Published by Flamingo on 24th October 1996

Fay Weldon is an irresistable blend of compassionate wisdom and deliciously nasty wit, and her consummate twenty-first novel is a tour de force. From its hilarious opening (“I’ve never seen a dead body…can i come too?”) to its satisfying final conflagration, it is a taut, scathing revelation of the nature of marital intimacy. Released from the safety of the conjugal hearth into the howling gales of widowhood, it’s hard to tell if Alexandra is losing her sanity or just her friends.

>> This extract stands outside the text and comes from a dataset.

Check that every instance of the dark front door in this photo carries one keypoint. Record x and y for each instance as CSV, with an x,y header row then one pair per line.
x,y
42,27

When Alexandra returns from her stint on the London stage as Ibsen’s sweet and timid wife Nora to find her real husband mysteriously dead of a heart attack and her female friends ominously invested in smoothing out all the complications of the tragedy, she begins to be suspicious. At first she attributes this to grief, and then to paranoia – perhaps she’s simply going crazy? – but the smug managerial tactics of solid Abbie, the fussy, invasive ministrations of the aging but still glamorous Vilna, and the vacant, mournful stalking pf plain, pathetic Jenny Linden weave together into a creepy conspiratorial veil between Alexandra and the truth of her own supposedly picture-perfect marriage. She finds herself starting to crack, crank-calling her friends’ psychiatrist, attacking people with kitchen chairs and breaking into their houses, searching furiously for evidence to confirm her husband’s rampant adultery and her own worst fears.